The Featured Feminist column is an initiative by the WC which aims to debunk the common stereotypes and stigma associated with the word "feminist." By highlighting the profiles and achievements of dedicated, passionate individuals in the Boston College community, the WC staff hopes not only to foster a greater sense of appreciation for people who bring the ideals of equality and social justice into their daily lives, but also raise awareness in the BC community towards a more positive and inclusive definition of the word feminism.

If you would like to nominate someone to become a Featured Feminist, please fill out our nomination form via this link (BC username and password required).

An archive of our past Featured Feminists is available here.

Featured Feminist

Featured Feminist

Amirah Orozco

A&S '19

Major: Political Science and Philosophy


1.     Tell us a little bit about yourself.

I was born in New Mexico and grew up on the border between Cd. Juarez, Mexico and  El Paso, Texas. I am currently abroad in Dublin, Ireland for my junior year where I study Political Science and Philosophy.
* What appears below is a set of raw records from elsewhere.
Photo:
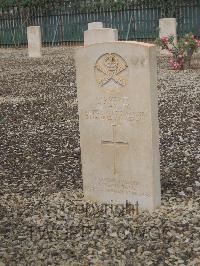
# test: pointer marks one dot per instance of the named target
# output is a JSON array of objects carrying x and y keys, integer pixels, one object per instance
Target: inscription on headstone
[{"x": 119, "y": 123}]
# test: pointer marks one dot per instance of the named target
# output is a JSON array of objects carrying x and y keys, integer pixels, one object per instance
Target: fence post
[{"x": 167, "y": 27}]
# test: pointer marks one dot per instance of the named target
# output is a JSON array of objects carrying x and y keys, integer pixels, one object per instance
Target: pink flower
[{"x": 164, "y": 39}]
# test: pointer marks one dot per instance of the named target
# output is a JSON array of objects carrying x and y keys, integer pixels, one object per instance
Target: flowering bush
[{"x": 182, "y": 51}]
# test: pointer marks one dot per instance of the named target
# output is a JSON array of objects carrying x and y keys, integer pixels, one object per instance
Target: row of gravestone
[
  {"x": 118, "y": 119},
  {"x": 95, "y": 34}
]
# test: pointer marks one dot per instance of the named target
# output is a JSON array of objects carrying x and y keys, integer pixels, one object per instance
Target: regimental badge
[{"x": 109, "y": 67}]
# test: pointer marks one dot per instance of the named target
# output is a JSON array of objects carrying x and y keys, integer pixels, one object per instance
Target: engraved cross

2.     What are you most passionate about?

Very recently, I have become most passionate about political and moral theory that help to explain the government's moral right or maybe responsibility to make citizens do things that are morally good. Sounds complex, but I basically really have become interested in answering the question of how governments can be morally good and legitimate and also force people to do things they might not want to because they are good.

3. How do you define “feminism”?

I define feminism as a intellectual or academic pursuit in to the matrix of oppressions that come about from the substantive, objective lived realities of people. To be a feminist is to not only simply want equality, but to think about why that is. I truly believe that contemplating and thinking about feminist issues is difficult, but worth my time. Feminism does not come easy to me by any means and by thinking and talking about issues, I have sometimes felt uncomfortable because my strongly held beliefs have been questioned. It is something I enjoy thinking about because I know it is important.
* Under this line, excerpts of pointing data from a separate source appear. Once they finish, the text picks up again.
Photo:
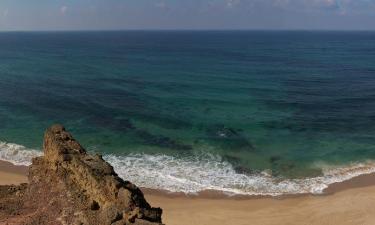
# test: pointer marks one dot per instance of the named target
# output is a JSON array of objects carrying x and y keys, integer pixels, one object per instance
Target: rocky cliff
[{"x": 68, "y": 186}]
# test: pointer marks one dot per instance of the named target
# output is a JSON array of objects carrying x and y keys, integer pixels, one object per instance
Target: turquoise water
[{"x": 239, "y": 111}]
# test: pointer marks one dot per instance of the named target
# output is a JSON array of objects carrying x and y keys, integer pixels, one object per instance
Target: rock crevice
[{"x": 70, "y": 186}]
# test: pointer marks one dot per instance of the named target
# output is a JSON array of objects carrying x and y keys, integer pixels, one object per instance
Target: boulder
[{"x": 70, "y": 186}]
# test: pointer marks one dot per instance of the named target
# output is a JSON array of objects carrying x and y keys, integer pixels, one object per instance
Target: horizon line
[{"x": 182, "y": 29}]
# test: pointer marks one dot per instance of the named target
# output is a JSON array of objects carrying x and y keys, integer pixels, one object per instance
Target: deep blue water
[{"x": 288, "y": 103}]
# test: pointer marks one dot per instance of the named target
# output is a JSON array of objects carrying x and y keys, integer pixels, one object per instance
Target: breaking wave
[{"x": 203, "y": 172}]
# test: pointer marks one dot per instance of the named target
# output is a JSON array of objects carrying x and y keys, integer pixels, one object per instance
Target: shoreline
[
  {"x": 16, "y": 174},
  {"x": 347, "y": 203}
]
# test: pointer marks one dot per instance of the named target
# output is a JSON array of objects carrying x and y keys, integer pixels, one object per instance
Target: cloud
[
  {"x": 63, "y": 10},
  {"x": 161, "y": 4},
  {"x": 232, "y": 3},
  {"x": 5, "y": 13}
]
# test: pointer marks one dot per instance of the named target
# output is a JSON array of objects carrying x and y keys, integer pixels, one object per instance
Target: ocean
[{"x": 242, "y": 112}]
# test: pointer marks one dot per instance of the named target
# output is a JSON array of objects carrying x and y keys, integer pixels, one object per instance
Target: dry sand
[{"x": 350, "y": 203}]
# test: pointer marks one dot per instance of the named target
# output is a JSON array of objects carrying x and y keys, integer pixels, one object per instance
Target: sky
[{"x": 26, "y": 15}]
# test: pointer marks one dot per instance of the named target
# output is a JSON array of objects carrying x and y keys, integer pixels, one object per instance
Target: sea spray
[{"x": 204, "y": 172}]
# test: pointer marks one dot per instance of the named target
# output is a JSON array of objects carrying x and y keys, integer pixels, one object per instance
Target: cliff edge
[{"x": 68, "y": 186}]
4. Why do you identify yourself as a feminist?

I identify with a feminist for many reasons, but the main one has actually been revealed to me while being abroad. No matter how you define feminism, the basic principles of a constant pursuit of a hopeful equality are there. It is a school of thought that is well worth pursuing. I am not a feminist because I want to join some movement that is really happy go lucky. Instead, it is an academic movement and social movement that is well worth fighting for!

5. Who or what inspires you?

Hillary Clinton will forever be my biggest inspiration, I think. This is because of a reality about her that is quite controversial to many: she plays the game of politics oh so well! While it must be acknowledged that she's even allowed to play in the game because she's white, heterosexual, relatively upper middle class, daughter of a well-established family in the US, etc. she still does it a whole lot better than a lot of other people in her position! She has made mistakes in her career that are not necessarily forgettable nor is she able to be forgiven by them, but the strides she made for women in America will never be forgotten and her true commitment to both the American federalist system and progressive values is untouched. 

In Ireland, I have also found inspiration through movements that support women's rights-- rights American women might already have-- because they are relentless and truly have that Irish revolutionary spirit.

I have to mention that I am also inspired each and every day by the Women's Center staff. Their presence at BC makes thinking about feminism safe even when it seems super daunting.